投稿者 FP親衛隊国家保安本部 日時 2001 年 11 月 09 日 16:28:15:
金融庁から早期是正を受けて経営再建中だった宮城県中央信用組合(本店仙台市、我妻正和理事長)は9日、自主再建を断念し、預金保険法に基づき破たん処理を同庁に申請する方針を固めた。担保不動産の下落などで不良債権が増加し、8月末時点で債務超過の状態に陥ったとみられる。
東北では同日、岩手信用組合(本店大船渡市、佐藤一男理事長)も自主再建を断念し、破たん申請の方針を決めた。金融庁は同日中にも両信組の破たんを認定し、金融整理管財人を派遣して破たん処理や受け皿探しを進める。
宮城県中央信組は12日以降も営業を継続する。預金は全額保護される。預金、貸出金の譲渡先は地元信用金庫などを中心に検討される見通しだ。

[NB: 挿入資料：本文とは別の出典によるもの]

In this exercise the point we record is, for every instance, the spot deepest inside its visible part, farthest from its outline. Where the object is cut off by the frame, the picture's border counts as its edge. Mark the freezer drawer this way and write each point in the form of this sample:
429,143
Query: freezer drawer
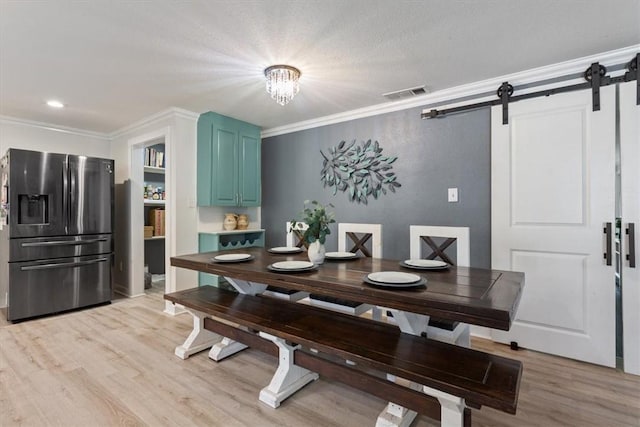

預金保険法に基づいて破たん処理されるのは、朝鮮民主主義人民共和国(北朝鮮)系の朝銀宮城信組(仙台市)などを除いた地域信組では、東北で初めて。金融庁によると、今年、同庁に破たん処理を申請した金融機関は、全国で信用金庫と信組合わせて20(うち民族系は3組合)ある。

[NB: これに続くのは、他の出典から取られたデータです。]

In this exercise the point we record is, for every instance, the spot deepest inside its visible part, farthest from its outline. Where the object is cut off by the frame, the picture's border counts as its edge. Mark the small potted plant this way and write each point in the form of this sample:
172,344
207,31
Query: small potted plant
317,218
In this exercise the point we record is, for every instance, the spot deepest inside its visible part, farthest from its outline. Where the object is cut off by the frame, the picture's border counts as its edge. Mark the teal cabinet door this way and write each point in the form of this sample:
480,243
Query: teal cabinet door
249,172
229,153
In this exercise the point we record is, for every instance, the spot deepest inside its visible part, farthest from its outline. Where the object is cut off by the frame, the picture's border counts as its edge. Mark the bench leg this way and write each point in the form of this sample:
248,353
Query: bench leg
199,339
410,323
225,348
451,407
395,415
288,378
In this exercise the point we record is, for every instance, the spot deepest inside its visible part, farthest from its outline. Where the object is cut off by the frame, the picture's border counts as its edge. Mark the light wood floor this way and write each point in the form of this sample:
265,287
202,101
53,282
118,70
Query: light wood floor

宮城県中央信組は昨年3月期末の自己資本比率が国内基準の4%を下回る3.63%となったため、金融庁から早期是正措置を発動され、出資金の増額などを柱とする経営改善計画を同庁に提出した。出資金の増額運動は、目標の8000万円を上回る1億300万円分を確保し、資本金は今年3月期末で5億7600万円に増えた。

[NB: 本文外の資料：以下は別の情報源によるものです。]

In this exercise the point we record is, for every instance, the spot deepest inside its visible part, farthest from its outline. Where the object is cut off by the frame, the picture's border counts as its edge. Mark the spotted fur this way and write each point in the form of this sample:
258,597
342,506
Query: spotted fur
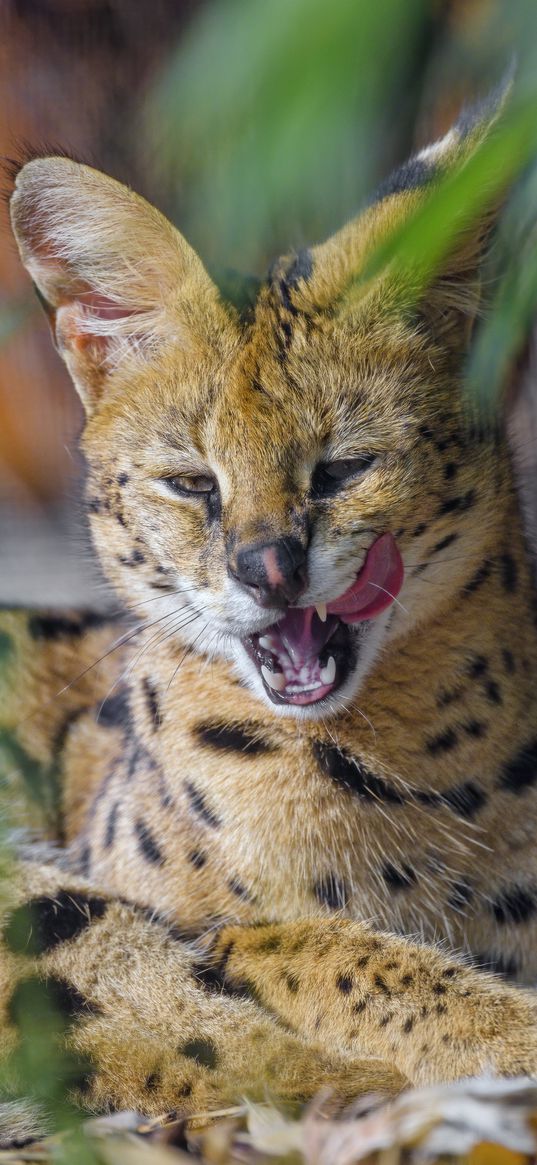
204,927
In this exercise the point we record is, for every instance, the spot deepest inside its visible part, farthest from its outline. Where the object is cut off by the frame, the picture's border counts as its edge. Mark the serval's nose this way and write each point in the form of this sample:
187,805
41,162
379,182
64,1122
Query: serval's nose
273,572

しかし、不良債権処理額が総額4億7000万円に膨らみ、今年3月期末の自己資本比率は2.39%に下がった。同期決算は経常損失が3億5000万円と2期連続の赤字となった。
本年度に入って不良債権は拡大、今年8月末時点で約76億円に膨らみ、債務超過に転落したとみられる。預金残高は10月末で約325億5200万円、貸出金残高は約234億5800万円。
<取引先に申し訳ない/我妻正和理事長の話>
不良債権処理を今後も続ける体力はなく、自主再建を断念せざるを得ない。不況の中で身を切る思いで経営を続ける取引先に、申し訳ない。今後の処理に言及する立場にないが、受け入れが円滑に進むことを願う。
<宮城県中央信用組合>
1953年仙台商工信用組合として青葉区二日町で創立。本店所在地は仙台市宮城野区小田原1の4の31。85年東北信用組合、仙台市場信用組合と合併し、現在の名称になった。88年には仙台食糧信用組合を合併。本店のほか2日町、原町、長町、青葉通、福田町、泉、市場、つつじが岡の8支店。従業員約100人。組合員は2001年3月末時点で個人1万1425人、法人1518。
<信用組合>
1949年施行の中小企業等協同組合法に基づいた組合組織の中小企業金融機関。51年の信用金庫法制定で金融機関的側面の強い組合が信用金庫に改組され、協同組合的色彩が濃い機関が信用組合として残った。信用金庫に比べて組合員以外からの預金、貸出金が厳しく制限されている。監督指導権限は2000年4月、都道府県から金融庁に委任された。